Si observamos la provisión de servicios de ayuda a domicilio, el escenario todavía es más complejo. En primer lugar, en nuestro país, mientras que el derecho a recibir una atención sanitaria constituye un derecho fundamental, en el caso de los servicios sociales no ocurre lo mismo. Todo ello lleva a que exista una oferta de servicios sociales con una cobertura, calidad e intensidad muy dispares, además de una muy escasa cooperación entre éstos y los servicios de salud, muy a merced de los responsables de las unidades existentes en cada territorio. El resultado es el aumento espectacular, especialmente en las ciudades, de empresas de servicios personales que ofertan servicios de ayuda a domicilio, muchas de ellas con ánimo de lucro, observándose cada vez más una situación de falta de equidad y accesibilidad a estos servicios en situaciones de necesidad. Con frecuencia muchos de los pacientes que no reciben un mínimo de cuidados o ayuda en las actividades de la vida diaria acaban requiriendo la intervención de los equipos de atención primaria para la atención de problemas de salud. Ejemplos de ello los tenemos en pacientes inmovilizados con dependencia en muchas actividades de la vida diaria que nuestros equipos acaban atendiendo por úlceras por presión.

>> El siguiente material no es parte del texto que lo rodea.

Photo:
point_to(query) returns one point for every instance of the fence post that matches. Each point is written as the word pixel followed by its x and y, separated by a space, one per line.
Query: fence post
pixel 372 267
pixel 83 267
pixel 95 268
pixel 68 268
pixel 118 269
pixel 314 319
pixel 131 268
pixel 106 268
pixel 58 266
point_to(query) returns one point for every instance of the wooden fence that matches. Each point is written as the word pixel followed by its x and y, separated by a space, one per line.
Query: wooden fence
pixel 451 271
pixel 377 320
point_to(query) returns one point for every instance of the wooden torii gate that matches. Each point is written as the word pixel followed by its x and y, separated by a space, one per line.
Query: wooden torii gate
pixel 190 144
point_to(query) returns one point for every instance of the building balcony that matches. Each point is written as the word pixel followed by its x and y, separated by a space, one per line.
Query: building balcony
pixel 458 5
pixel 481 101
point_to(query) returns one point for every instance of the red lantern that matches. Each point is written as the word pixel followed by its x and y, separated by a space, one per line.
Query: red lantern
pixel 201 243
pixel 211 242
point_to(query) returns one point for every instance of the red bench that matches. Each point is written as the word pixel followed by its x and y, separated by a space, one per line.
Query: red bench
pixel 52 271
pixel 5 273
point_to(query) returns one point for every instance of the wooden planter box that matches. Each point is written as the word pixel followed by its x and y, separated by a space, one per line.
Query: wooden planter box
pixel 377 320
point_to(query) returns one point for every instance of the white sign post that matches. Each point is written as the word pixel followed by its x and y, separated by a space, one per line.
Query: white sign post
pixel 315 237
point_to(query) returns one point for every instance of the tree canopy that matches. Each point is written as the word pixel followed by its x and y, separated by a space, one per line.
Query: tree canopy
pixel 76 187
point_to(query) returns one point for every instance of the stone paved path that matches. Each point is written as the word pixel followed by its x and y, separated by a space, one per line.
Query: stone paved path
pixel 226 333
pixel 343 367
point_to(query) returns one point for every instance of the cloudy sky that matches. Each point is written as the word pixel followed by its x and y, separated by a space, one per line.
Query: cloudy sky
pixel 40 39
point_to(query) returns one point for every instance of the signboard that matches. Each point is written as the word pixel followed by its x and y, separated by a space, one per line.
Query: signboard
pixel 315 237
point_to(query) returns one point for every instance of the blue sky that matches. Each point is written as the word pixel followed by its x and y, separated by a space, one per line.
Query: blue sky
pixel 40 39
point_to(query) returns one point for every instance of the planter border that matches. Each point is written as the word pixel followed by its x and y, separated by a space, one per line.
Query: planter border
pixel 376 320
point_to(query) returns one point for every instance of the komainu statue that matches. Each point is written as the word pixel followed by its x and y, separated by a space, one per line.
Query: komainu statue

De la misma manera que asistimos a un escenario tan diversificado y en ocasiones confuso, los programas de coordinación sociosanitarios son también diversificados y confusos. Todo esto no es algo particular de nuestro país. Muchos otros, también los más avanzados en la provisión de servicios domiciliarios, han sufrido esta dolencia tan propia de nuestros sistemas sanitarios y sociales, como es la fragmentación (fig. 1).

La incorporación de elementos de mercado ha impulsado el desarrollo de contratos programa unilaterales del sistema sanitario con cada proveedor. Esto aumenta la eficiencia de cada organización, pero tiene como efecto colateral la transferencia de cargas de trabajo y costes a otra parte del sistema. La mayoría de las organizaciones que operan en este sector difícilmente quieren asumir el coste derivado de una atención si piensan o creen que no les corresponde competencialmente. Sería aquello de que «si no me pagan por ello ni tengo la obligación de hacerlo, ¿por qué lo tengo que hacer?».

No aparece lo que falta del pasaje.